Left Attacks, Right Defends: Yep, Looks Like Another SC Nom

The Senate takes up Samuel Alito's nomination next week, and everybody and their mom has got something to say about it. Advocacy groups from People for the American way on the left to the Judicial Confirmation Network on the right are weighing in with radio and TV ads that take a philosophical approach rather than focusing on the judge's record. For example:
Conservatives, for their part, are capitalizing on ethnic pride to rally Italian-American support for Judge Alito with public events and newspaper advertisements. The efforts are aimed particularly at the Northeastern States, where some moderate Republican senators have expressed doubts about his confirmation.

And in Arkansas, home to two moderate Democratic senators whose votes are considered to be in play, another group, the Judicial Confirmation Network, is running Christmas-themed commercials beginning this week on African-American gospel radio stations. In them, the Rev. Bill Owens, a black pastor, urges support for Judge Alito to protect public displays of Nativity scenes and menorahs, and to uphold the right of schoolgirls to "draw pictures of our Savior, Jesus Christ, for class projects."
I certainly hope that no senator's vote ends up turning on Alito's ethnicity or his support for public nativity scenes, but I suppose that's what the polls say Arkansas and the northeast care about.

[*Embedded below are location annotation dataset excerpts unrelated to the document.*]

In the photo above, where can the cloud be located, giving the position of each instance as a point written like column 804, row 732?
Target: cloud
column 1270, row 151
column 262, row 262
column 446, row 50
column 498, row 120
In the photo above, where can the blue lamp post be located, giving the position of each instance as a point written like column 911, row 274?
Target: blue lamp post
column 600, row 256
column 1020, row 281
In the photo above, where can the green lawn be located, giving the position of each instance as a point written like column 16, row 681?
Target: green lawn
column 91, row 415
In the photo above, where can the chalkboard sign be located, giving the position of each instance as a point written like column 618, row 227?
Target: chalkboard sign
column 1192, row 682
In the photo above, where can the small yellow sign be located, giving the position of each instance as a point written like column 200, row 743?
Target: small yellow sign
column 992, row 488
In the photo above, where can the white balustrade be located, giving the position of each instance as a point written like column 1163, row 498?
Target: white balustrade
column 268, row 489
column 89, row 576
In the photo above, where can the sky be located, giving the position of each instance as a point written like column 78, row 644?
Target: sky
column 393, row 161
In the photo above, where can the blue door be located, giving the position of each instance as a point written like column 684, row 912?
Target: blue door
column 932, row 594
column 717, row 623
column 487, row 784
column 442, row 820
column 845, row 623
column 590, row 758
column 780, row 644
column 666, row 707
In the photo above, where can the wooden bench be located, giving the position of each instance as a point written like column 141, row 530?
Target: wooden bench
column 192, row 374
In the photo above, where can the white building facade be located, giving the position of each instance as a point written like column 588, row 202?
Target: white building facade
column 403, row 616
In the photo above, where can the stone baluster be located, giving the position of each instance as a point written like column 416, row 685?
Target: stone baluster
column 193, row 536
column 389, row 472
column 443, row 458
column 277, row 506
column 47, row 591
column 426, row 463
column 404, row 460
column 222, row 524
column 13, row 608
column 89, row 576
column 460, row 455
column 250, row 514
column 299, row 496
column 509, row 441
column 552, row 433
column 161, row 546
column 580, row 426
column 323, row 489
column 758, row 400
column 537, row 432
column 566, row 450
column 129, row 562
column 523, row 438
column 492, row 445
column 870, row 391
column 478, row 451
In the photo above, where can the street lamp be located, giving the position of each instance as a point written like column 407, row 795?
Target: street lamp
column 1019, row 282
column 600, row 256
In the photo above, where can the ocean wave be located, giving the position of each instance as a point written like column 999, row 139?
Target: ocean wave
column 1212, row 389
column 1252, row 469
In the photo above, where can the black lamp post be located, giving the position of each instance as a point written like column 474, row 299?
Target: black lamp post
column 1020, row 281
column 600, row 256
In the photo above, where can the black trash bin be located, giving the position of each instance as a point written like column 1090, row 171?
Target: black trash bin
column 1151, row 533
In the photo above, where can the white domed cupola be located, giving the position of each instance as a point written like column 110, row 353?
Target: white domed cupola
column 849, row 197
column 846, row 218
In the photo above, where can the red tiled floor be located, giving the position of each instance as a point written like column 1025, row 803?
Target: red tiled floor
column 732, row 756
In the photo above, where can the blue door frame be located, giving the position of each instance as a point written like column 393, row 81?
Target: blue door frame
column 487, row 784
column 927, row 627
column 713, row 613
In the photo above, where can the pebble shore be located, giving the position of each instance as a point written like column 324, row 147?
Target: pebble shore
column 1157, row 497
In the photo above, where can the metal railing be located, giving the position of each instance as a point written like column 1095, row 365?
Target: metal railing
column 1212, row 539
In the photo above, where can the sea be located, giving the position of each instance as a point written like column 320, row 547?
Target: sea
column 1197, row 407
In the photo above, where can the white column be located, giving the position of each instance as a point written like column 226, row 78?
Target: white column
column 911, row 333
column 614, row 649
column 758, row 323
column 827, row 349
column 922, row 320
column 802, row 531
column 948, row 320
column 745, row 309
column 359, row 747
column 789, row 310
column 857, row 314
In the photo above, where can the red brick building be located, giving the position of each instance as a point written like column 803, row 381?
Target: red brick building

The liberals mentioned in the article seem to be taking a slightly more relevant tack:

Ralph Neas, president of People for the American Way, said the group's goal was to persuade the public that Judge Alito and his supporters had tried to obscure his lifelong commitment to a "right-wing" legal philosophy.

And at a time when Congress will be debating renewal of the antiterrorism law known as the USA Patriot Act and the Bush administration's domestic eavesdropping program, officials of the liberal groups said they hoped to call attention to Judge Alito's record of writings and opinions supporting law enforcement and presidential power.

"I think people's greatest fear is that Judge Alito would side with big government," said Nan Aron, president of the Alliance for Justice. "He would side with allowing government to intrude on individual personal lives."

I guess they may as well get out as much information as they can on Alito's philosophy now, because we won't be hearing much about it in committee. I don't expect that these ads will change too many people's opinions, because if history's any indication, it'll be a partisan slugfest regardless. My question is: why are these organizations spending so much money running media ads when they're only looking to influence the votes of 100 people? My only guess is that the plan is to sway senators through their constituents, but it'd be interesting to find out whether how well it actually works.